What punishment suits a given crime depends, therefore, on two quite distinct considerations: (1) how great the crime is; (2) how necessary for or effective a given punishment is in preventing such crimes, in instilling a revulsion for such crimes in the mind of the public, etc.

There isn't an absolute punishment that is "deserved" for a given crime, which could be stated in advance, apart from a concrete community, a cultural, legal and historical context, in which a legal system establishes and imposes diverse and just punishments for diverse crimes, according to their gravity and the necessity and difficulty of keeping people from committing them, etc.

As far as merit and demerit in the civil sense are concerned, for a person to "deserve" a certain reward or punishment, is nothing other than for it to be just for the law or keepers of the law to appoint that reward to someone for his benefit to the community or that punishment for one who harms the common good.

We can, therefore, only say that a given crime deserves a certain penalty, such as capital punishment, if it would be just for a community to impose that penalty.

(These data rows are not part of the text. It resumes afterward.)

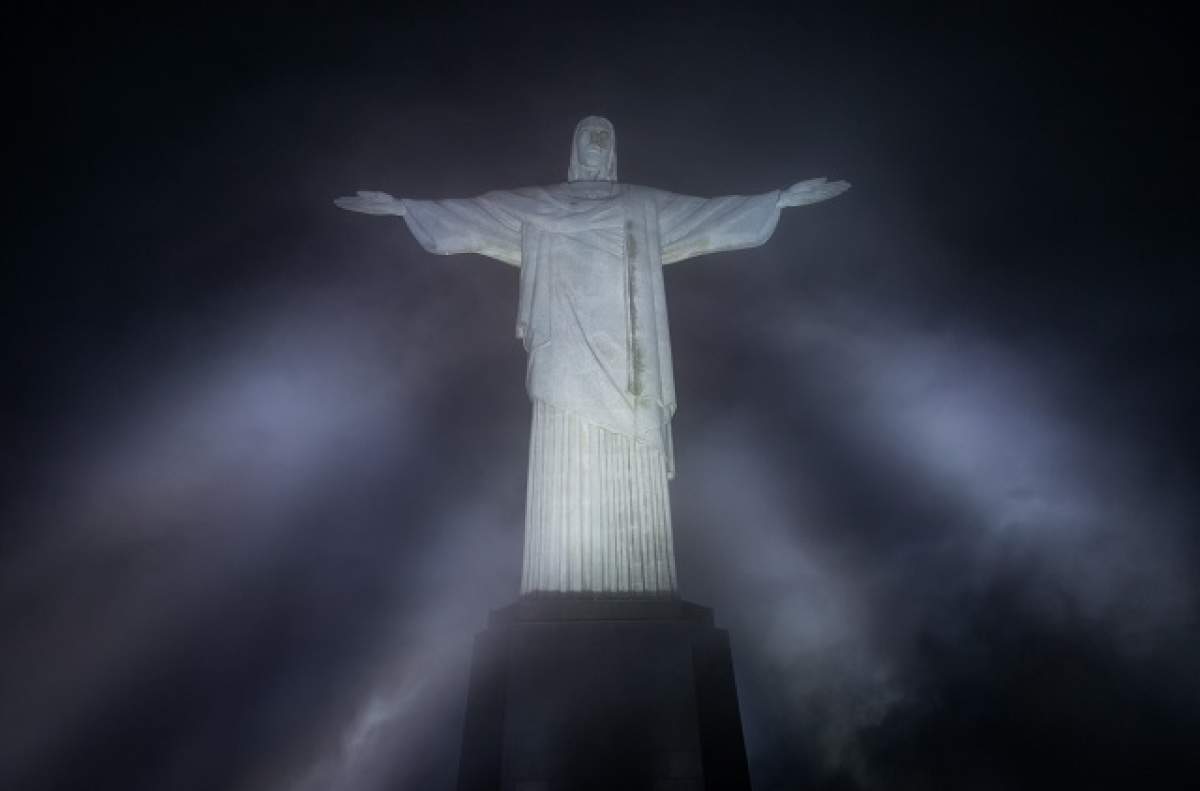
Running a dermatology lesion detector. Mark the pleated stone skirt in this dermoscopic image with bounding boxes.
[521,401,676,598]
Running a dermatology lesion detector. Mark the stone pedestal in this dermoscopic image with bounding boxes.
[458,598,750,791]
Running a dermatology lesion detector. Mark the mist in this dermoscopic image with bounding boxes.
[0,4,1200,791]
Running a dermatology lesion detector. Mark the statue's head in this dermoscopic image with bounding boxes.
[566,115,617,181]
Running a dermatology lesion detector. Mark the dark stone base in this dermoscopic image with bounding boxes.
[458,598,750,791]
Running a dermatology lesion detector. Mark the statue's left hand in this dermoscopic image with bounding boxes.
[779,179,850,208]
[334,190,404,216]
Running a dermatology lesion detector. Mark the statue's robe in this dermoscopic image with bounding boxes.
[404,181,779,597]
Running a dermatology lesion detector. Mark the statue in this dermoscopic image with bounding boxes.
[335,116,850,598]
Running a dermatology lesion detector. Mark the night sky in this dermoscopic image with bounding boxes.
[0,2,1200,791]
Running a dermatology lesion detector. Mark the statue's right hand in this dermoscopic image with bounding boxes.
[334,190,404,217]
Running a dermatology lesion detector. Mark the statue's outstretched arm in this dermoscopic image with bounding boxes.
[334,190,404,217]
[334,190,521,266]
[779,179,850,209]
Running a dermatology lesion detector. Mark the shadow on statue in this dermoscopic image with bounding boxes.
[458,598,750,791]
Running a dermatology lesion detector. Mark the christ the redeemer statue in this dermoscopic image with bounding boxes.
[335,116,850,598]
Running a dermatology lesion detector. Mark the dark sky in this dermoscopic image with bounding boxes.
[0,2,1200,791]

If it would be excessive and therefore inappropriate for the community to impose that penalty, it doesn't make sense to say that the criminal deserves that penalty, unless we mean something along the lines of "committing such and such a crime could, in some context, be justly punished by such a penalty".

Consequently, while agreeing with the ultimate thesis of Edward Feser's and Joseph Bessette's work "By man shall his blood be shed: a Catholic defense of capital punishment", I maintain that capital punishment cannot be said to be "deserved" for certain crimes purely in the abstract, as is suggested in that work, but only where such punishment fosters the reduction of those crimes or the abhorrence of them among the public. On the (in my opinion, and I think fairly obviously) counterfactual hypothesis that some corporal punishment and shaming such as public whippings, as the severest punishment imposed by law, were in fact enough to deter convicted criminals and any future potential criminals from aggravated murder, genocide, or whatever other crimes, and instill an abhorrence for such crimes in the general populace, than such corporal punishment would be what the "just deserts" for those crimes in that civil and cultural context, and a severer punishment such as capital punishment excessive and unjust.